I paused for a moment at the entrance of the art exhibit at the AGO, deciding whether to purchase the audio guide or not. For ages I have been shunning those annoying pieces of technology because they mess with my hearing aids and, more importantly, encourage listening as opposed to looking. However, as it has been years since I’ve sat in art history class, I decided on the guide and wound up hearing more and visually focusing less- except when I allowed myself to really examine the wonderful paintings.

The show opens with a Cezanne “Still life” (1879) and the guide points out the split in the picture-almost cutting the design in two. On one side, Cezanne’s gorgeous ( there are no lines in nature) fruits sit nicely on the tablecloth; on the other, the tablecloth might take flight as there is no stabilizing support for the fruit. If the listener wonders why, the audio guide speaks to the metaphorical nature of the surface being destabilized. Cezanne’s piece is prophetic, subtly but boldly ushering in a future which foresees the ends of tranquility and balance as war is not far, and life will be shattered- not quite into the precise cubes Picasso will herald but into blocks and bits of reality that will stand in for the solid ground rules that once directed artists.

It is an apt introductory piece as a painted metaphor for Cezanne heralds the 50’s Abstract Expressionism: the treatment of paint as paint; canvas as two dimensional ( Notice in this show, Gauguin’s paint applied to the very recognizable surface of burlap in “Haere Mai “(1891); colour for its own sake; the merging of fore and background as the structures of recognizable painting are folded into dust and a new sensibility rises from the ashes.

As a commentary piece to Cezanne’s table of shifting still life, Picasso’s “Moulin de Galette (1900) reminds us of Ensor, Nolde, Toulouse Lautrec and even Picasso’s well known “Le Gogule” and “Absinthe Drinkers” who blankly stare out of the frame, but ignore us, the voyeurs.
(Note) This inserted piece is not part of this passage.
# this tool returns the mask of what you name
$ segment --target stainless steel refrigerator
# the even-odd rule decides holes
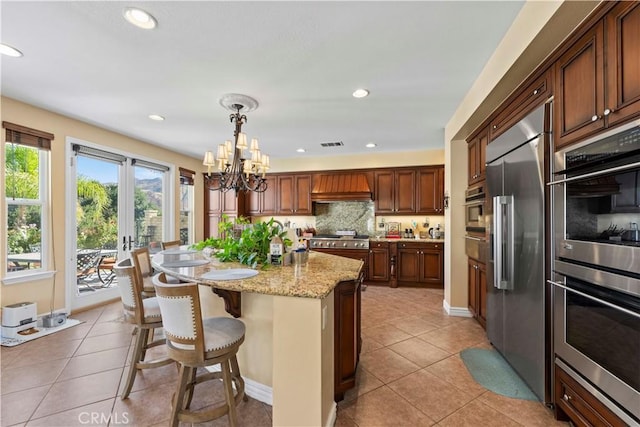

There is a ghoulish feeling to this dance and bar scene of scary inhabitants who leer out. It is the scorn of the bohemians who go their own way, find their own inebriation and search their own souls, disdaining the public who like us, peer in, a mere audience to their actions. The seeds of rebellion have begun to sprout.

I wonder if the curator of this show held the same notions as I in this arrangement.

A quiet Seurat, “Peasant Woman on Grass” painted in his pointillist style provides insight into how background and foreground will merge as the green shadow of the background is intrinsically linked to the meditating woman in the fore. Although a traditional separation of forms can still be discerned, both parts of the painting are united by the mood, shape and technique.

Similarly Kandinsky’s “Winterscape with Church”( 1910) celebrates the flatness of the canvas. Shapes lose their prescribed forms, the boldness of the primaries, strong blues and reds, the tipping of the perspective meshes the front and back again in an almost kaleidoscopic whirr. While we still can recognize remnants of the familiar buildings and clouds, now they are interlocked, avoiding the perspectival view that people had come to expect in portraying buildings and landscapes: as if seeing through a window. Beneath our feet, the earth begins to shake and we feel uncertain about the solid ground that had once supported traditional and expected interpretations.

We see this convergence of back and foreground in painting over and over again: in Delaunay’s “Red Eiffel” tower, a recognizable symbol of modernity, a manmade construction of steel that the Futurists will laud. Umberto Boccioni, will announce in his party’s manifestos that traditional subject matter must go and be replaced by the essence of pure motion and movement, building processes and materials of a fast approaching future. Leger as well in his “Smokers” presents colors dulled in puffs of smoke, cubist forms that are obscured, but ascend upwards and out of the picture space. Modernity eclipses the past.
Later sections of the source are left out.